Volume One, Boxers, tells the story of Little Bao, a youngest son who becomes a leader among the "boxers" or The Society of the Righteous and Harmonious Fist, who use kung fu and the magic of the the Chinese gods to fight against the injustices of the "foreign devil" Europeans and their followers the "secondary devil" Chinese Christians.

Volume Two, Saints, tells the story of Four-Girl, an unwanted daughter who isn't even given a proper name by the family patriarch. A series of events, and her belief that she needs forgiveness for a terrible crime, leads her to embrace Christianity, where she receives a real name for the first time at baptism, becoming Vibiana. However, as stories of the violence of The Society of the Righteous and Harmonious Fist against Chinese Christian converts spreads, Vibiana struggles to decide the meaning of her identity as both Chinese and Christian and also the meaning of a series of dreams she begins to have in which she sees a Christian warrior girl.


Donald R. McClarey said...

I sense a Great War theme in this list! World War I is a vast historical phenomenon that is still too recent in time for us to grasp.

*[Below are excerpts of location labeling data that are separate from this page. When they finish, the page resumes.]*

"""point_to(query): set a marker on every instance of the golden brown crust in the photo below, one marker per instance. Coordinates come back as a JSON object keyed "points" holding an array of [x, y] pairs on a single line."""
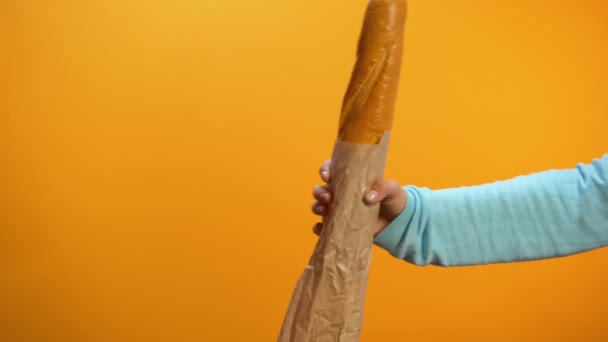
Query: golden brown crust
{"points": [[367, 110]]}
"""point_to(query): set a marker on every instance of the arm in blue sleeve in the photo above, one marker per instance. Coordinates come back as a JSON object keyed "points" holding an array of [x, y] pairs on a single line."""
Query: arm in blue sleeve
{"points": [[541, 215]]}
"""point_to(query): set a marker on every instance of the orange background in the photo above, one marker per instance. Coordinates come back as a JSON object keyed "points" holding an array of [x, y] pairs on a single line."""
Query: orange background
{"points": [[157, 161]]}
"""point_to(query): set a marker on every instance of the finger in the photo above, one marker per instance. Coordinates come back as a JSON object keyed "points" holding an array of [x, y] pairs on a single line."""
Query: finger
{"points": [[322, 194], [324, 170], [317, 228], [383, 190], [319, 209]]}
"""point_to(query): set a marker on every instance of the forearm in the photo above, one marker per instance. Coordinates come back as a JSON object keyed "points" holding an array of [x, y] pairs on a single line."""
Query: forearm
{"points": [[542, 215]]}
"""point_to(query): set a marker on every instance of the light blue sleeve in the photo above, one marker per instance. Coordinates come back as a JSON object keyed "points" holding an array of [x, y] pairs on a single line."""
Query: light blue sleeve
{"points": [[541, 215]]}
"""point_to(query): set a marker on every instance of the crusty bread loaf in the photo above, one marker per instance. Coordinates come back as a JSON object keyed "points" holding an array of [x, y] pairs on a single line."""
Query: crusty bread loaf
{"points": [[327, 302], [367, 110]]}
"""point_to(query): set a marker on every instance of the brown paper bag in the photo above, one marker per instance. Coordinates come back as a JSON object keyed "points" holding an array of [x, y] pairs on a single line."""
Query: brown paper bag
{"points": [[327, 303]]}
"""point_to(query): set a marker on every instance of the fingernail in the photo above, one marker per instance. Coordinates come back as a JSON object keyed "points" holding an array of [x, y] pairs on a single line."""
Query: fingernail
{"points": [[372, 195]]}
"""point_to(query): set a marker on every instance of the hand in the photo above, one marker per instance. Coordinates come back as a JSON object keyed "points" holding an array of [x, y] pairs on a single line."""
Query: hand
{"points": [[389, 193]]}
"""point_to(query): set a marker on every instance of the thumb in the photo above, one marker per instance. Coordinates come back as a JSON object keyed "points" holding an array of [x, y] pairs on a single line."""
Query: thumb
{"points": [[384, 190]]}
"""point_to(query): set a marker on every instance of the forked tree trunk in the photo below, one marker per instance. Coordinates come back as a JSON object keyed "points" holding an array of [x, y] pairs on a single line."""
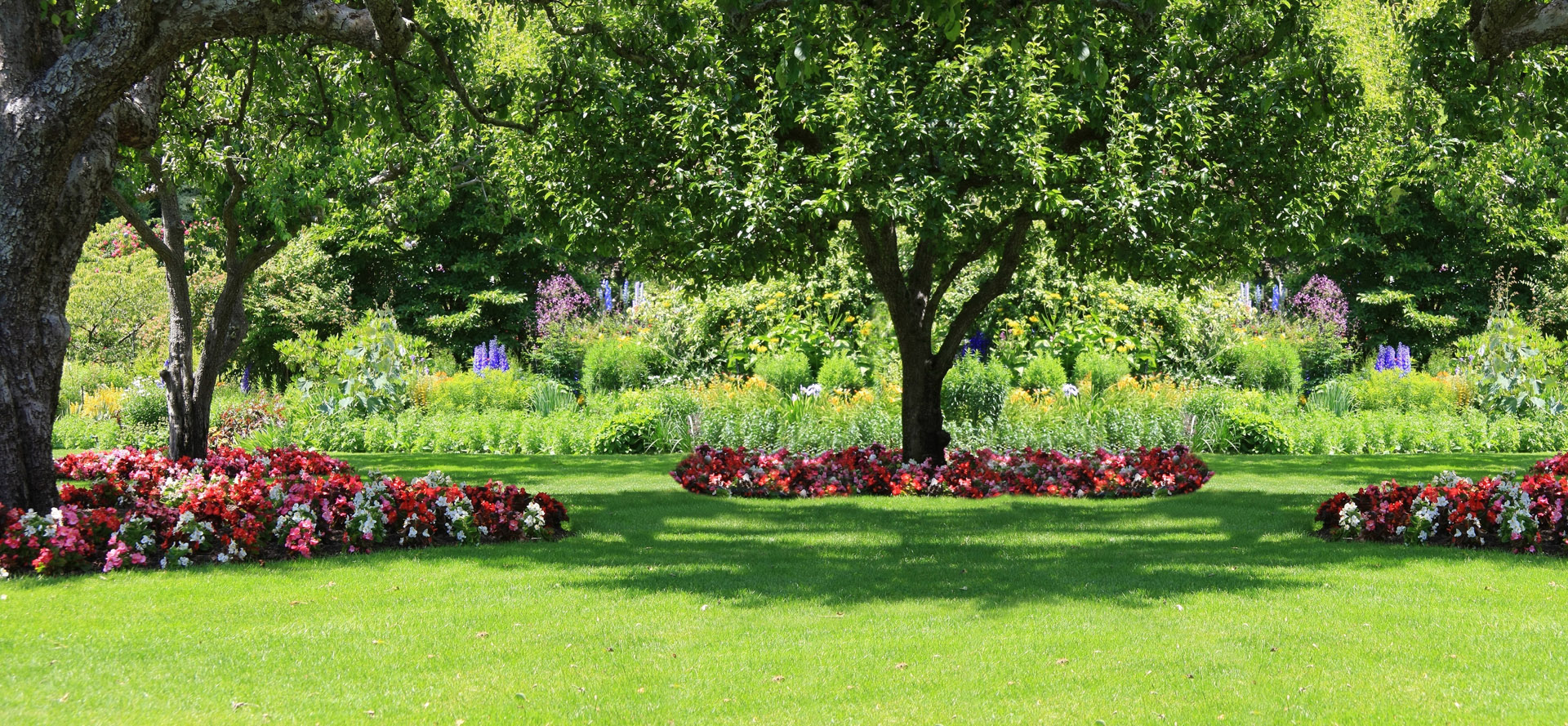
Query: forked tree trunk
{"points": [[49, 199], [921, 405], [915, 296], [68, 95], [190, 380]]}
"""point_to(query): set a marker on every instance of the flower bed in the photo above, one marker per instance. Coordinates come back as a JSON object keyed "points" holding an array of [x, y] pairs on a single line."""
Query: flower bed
{"points": [[143, 509], [1525, 514], [880, 470]]}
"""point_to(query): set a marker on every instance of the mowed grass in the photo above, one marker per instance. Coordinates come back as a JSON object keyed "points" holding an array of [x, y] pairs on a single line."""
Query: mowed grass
{"points": [[670, 608]]}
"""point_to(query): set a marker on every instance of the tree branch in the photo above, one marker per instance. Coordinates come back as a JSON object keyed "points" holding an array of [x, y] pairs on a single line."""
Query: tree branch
{"points": [[1499, 29], [991, 289], [149, 237], [458, 88]]}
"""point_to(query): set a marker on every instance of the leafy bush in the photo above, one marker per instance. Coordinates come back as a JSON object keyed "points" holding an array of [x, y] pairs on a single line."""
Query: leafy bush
{"points": [[145, 403], [1254, 431], [976, 391], [366, 371], [494, 391], [550, 395], [1390, 390], [841, 373], [1513, 366], [1336, 397], [1099, 369], [1272, 364], [632, 431], [1043, 373], [787, 372], [613, 364]]}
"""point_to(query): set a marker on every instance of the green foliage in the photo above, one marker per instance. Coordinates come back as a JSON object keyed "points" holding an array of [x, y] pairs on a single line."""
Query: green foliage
{"points": [[632, 431], [1254, 431], [1336, 397], [1271, 364], [976, 391], [301, 289], [494, 391], [80, 378], [1043, 373], [118, 308], [841, 373], [1512, 367], [369, 369], [1392, 391], [1102, 371], [613, 364], [145, 403], [789, 372]]}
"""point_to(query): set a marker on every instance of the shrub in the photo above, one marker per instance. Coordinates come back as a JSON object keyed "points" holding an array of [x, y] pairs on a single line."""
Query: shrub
{"points": [[1099, 369], [1454, 510], [632, 431], [976, 391], [146, 510], [841, 373], [613, 364], [366, 371], [1254, 431], [1272, 364], [1043, 373], [1394, 391], [789, 372], [492, 391], [880, 470], [145, 403]]}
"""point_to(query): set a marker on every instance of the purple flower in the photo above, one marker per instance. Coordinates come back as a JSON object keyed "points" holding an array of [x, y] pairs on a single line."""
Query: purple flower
{"points": [[490, 356], [557, 300], [1324, 301]]}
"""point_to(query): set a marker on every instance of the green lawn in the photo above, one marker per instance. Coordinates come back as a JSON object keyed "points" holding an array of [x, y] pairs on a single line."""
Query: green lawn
{"points": [[668, 608]]}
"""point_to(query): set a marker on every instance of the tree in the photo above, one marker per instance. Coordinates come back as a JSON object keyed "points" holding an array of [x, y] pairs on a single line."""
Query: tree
{"points": [[1499, 29], [942, 140], [76, 80], [1459, 175]]}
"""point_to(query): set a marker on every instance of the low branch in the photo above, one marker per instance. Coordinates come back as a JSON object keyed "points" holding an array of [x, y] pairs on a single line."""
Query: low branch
{"points": [[1499, 29], [458, 88]]}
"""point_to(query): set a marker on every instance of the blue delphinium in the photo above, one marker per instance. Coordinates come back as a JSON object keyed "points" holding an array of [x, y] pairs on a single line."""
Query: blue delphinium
{"points": [[490, 356], [1392, 358], [979, 344]]}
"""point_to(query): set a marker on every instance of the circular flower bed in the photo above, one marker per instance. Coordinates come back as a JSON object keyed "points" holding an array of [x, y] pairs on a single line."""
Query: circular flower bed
{"points": [[1525, 514], [882, 470], [141, 509]]}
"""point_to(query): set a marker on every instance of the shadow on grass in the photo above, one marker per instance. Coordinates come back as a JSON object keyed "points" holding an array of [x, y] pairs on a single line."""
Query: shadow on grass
{"points": [[996, 554]]}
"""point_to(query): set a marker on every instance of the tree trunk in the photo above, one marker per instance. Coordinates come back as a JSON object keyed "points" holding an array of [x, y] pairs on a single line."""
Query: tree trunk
{"points": [[68, 96], [915, 296], [44, 218], [921, 403]]}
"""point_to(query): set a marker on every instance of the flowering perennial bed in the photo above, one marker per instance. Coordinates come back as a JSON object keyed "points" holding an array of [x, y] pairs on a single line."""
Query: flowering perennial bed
{"points": [[882, 470], [143, 509], [1525, 514]]}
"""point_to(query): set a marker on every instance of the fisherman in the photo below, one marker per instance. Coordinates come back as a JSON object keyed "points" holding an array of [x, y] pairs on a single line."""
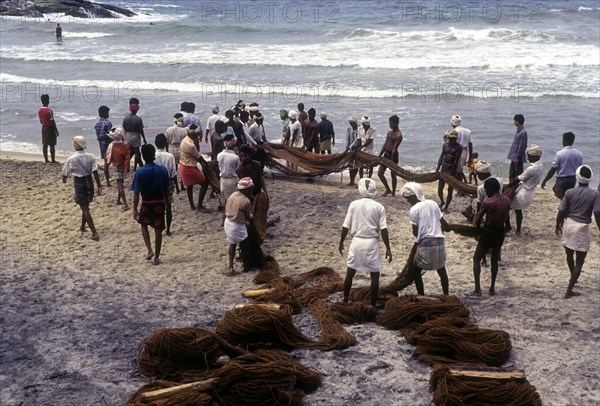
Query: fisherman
{"points": [[495, 208], [573, 220], [365, 220], [82, 165], [427, 223]]}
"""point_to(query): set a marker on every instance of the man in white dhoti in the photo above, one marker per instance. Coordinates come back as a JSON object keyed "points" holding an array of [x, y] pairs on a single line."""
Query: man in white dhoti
{"points": [[238, 213], [427, 223], [527, 182], [573, 220], [365, 220]]}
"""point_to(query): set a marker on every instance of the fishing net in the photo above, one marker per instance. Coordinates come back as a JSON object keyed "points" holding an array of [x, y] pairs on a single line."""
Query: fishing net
{"points": [[451, 390]]}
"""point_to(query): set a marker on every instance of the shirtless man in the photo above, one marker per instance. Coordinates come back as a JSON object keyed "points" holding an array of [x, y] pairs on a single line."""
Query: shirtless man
{"points": [[448, 163], [311, 133], [389, 150], [495, 208]]}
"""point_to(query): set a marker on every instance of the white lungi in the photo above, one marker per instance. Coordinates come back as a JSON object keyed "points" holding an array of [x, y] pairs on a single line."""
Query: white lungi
{"points": [[235, 232], [364, 255], [576, 236], [523, 198], [228, 186]]}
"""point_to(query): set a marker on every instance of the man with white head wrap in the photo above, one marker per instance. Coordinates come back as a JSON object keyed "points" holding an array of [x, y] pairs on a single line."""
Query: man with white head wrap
{"points": [[465, 141], [573, 220], [527, 182], [296, 139], [118, 154], [427, 223], [238, 213], [483, 170], [365, 220], [175, 134], [565, 163], [228, 162], [82, 165], [353, 143], [210, 122]]}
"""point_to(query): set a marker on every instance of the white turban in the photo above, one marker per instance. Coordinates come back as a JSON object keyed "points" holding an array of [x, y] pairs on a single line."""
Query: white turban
{"points": [[117, 133], [581, 178], [534, 150], [367, 187], [79, 143], [483, 167], [413, 189]]}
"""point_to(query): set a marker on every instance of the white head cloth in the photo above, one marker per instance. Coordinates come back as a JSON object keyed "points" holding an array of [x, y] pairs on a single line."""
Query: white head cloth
{"points": [[534, 150], [79, 143], [413, 189], [581, 178], [367, 188], [483, 167], [456, 120], [117, 133]]}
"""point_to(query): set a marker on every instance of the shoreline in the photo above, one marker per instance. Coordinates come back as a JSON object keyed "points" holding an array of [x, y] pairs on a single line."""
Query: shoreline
{"points": [[75, 310]]}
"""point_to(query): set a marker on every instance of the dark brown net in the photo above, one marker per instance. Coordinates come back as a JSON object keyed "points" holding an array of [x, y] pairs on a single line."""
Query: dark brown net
{"points": [[452, 390], [173, 353]]}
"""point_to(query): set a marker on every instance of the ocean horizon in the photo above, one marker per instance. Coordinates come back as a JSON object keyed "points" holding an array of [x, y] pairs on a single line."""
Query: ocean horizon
{"points": [[424, 61]]}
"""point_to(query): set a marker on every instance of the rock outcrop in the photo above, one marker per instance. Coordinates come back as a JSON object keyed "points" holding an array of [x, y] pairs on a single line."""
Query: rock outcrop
{"points": [[73, 8]]}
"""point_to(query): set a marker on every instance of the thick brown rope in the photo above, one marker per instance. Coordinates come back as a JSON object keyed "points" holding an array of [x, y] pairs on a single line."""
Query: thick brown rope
{"points": [[333, 336], [172, 353], [459, 390], [399, 312], [450, 345], [254, 327]]}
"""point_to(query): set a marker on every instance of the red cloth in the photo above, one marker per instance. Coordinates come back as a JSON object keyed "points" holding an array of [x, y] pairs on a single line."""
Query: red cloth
{"points": [[191, 175]]}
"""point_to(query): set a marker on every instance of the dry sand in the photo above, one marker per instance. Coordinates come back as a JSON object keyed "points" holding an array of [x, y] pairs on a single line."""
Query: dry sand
{"points": [[74, 311]]}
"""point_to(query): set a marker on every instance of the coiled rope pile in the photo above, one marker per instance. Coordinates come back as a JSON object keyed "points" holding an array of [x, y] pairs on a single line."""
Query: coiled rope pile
{"points": [[242, 363]]}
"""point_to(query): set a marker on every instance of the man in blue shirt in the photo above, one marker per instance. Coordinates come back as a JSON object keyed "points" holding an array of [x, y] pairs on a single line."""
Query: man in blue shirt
{"points": [[152, 182], [565, 163], [517, 150]]}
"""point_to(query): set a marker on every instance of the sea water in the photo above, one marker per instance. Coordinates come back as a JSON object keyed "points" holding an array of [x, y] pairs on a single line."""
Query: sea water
{"points": [[424, 61]]}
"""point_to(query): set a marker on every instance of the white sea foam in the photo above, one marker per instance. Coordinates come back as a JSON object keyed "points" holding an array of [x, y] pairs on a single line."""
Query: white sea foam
{"points": [[325, 91], [71, 34]]}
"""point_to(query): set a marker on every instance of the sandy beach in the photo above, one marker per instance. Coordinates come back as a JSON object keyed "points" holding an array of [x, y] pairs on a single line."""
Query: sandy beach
{"points": [[74, 311]]}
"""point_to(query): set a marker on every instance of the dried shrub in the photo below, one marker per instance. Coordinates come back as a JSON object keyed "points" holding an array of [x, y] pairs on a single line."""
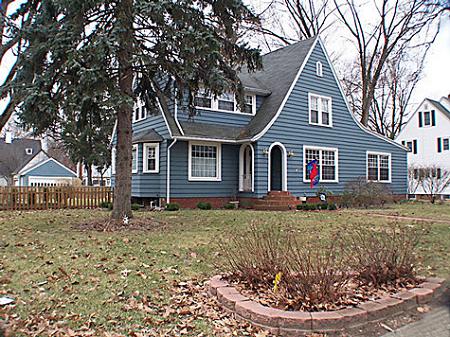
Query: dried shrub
{"points": [[256, 255], [360, 193], [382, 256], [317, 275]]}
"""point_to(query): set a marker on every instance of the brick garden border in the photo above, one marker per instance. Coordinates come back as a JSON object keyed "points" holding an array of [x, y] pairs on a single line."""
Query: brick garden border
{"points": [[296, 323]]}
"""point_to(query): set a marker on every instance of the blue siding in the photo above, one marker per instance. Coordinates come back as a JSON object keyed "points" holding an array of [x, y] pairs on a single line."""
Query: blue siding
{"points": [[182, 187], [293, 130], [50, 169], [151, 184]]}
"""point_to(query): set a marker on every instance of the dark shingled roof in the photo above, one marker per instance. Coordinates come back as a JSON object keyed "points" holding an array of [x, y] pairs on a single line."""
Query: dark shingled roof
{"points": [[440, 107], [13, 157], [279, 70], [147, 136]]}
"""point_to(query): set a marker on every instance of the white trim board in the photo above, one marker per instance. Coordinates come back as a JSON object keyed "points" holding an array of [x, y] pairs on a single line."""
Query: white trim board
{"points": [[22, 173]]}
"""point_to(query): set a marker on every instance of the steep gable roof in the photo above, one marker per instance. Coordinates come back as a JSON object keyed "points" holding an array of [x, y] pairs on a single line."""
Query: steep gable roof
{"points": [[275, 80], [440, 107], [13, 156]]}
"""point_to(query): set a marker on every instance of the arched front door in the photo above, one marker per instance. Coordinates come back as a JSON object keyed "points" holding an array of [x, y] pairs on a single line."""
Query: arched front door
{"points": [[246, 168], [277, 167]]}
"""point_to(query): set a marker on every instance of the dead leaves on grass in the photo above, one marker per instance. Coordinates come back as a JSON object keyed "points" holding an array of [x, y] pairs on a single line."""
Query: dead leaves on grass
{"points": [[188, 308]]}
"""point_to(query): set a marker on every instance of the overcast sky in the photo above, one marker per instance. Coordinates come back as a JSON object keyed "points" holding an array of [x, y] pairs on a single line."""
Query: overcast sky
{"points": [[436, 76]]}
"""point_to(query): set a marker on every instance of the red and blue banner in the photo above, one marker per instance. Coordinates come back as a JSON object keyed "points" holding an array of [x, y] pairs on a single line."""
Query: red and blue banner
{"points": [[313, 172]]}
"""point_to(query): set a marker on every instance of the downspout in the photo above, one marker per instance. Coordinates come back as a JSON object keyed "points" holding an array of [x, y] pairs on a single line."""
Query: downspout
{"points": [[176, 114], [168, 171]]}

You have probably already read these but my suggestions for further reading on this subject:

1. Goodbye to all That-Robert Graves' memoir of his time as an infantry officer in France during the Great War is simply a marvel as he had a front row seat to the ending of an old world and the birth of a new.
2. Churchill's World Crisis-The one volume condensed version should be passed by in favor of the multi-volume full work. Self-serving, the Gallipoli sections should especially be read with a skeptical eye, it is filled with insights that only a master politician and a master historian could provide.
3.Hew Strachan's To Arms, the first volume of his exhaustive history of World War 1. His one volume history of the War is also worth reading as is anything he has written. Strachan is able to see both the forest and the trees in complex historical situations, a rare gift among historians.
4. Martin Gilbert's First World War. The last major history of the War with lots of interviews with participants. Gilbert gives a compelling account of how the British Army went from a national police force army to a huge professional mass army in four short years.
5. Seven Pillars of Wisdom-Half crazy like its author T.E. Lawrence, but a classic erudite meditation not only on the War in Arabia, but also on war in general by a man who would have been much more comfortable in the 19th century than in the 20th.
6. Infantry Attacks-Erwin Rommel's account of his time as an infantry officer in France and Italy. Fascinating portrayal of how the Germans overcame the defensive advantages of trench warfare with their development of stosstruppen infantry tactics.
7. The Real War, 1914-1918-B.H. Liddell Hart-The volume that changed perceptions about World War I and developed the thesis that most World War I generals were mindless cretins devoted to frontal attacks. I think the thesis is historically a worthless cartoon of what actually happened, but Liddell-Hart's volume is invaluable for understanding how the War was misremembered by succeeding generations.

Darwin said...

Thanks, Donald.

Yes, there is a bit of a World War One theme going on.

I've read Graves and am currently reading Strachan, but the others I haven't read. I should look up Rommel, that sounds like it would be really helpful.

My reading is a bit skewed in that I feel that that British Great War novel genre has already been tried by better hands than me, so I'm framing things up with French, German, Austrian and Russian storylines, but no British storyline. I figure at least that way I'm tackling something a bit more unfamiliar for an English speaking audience.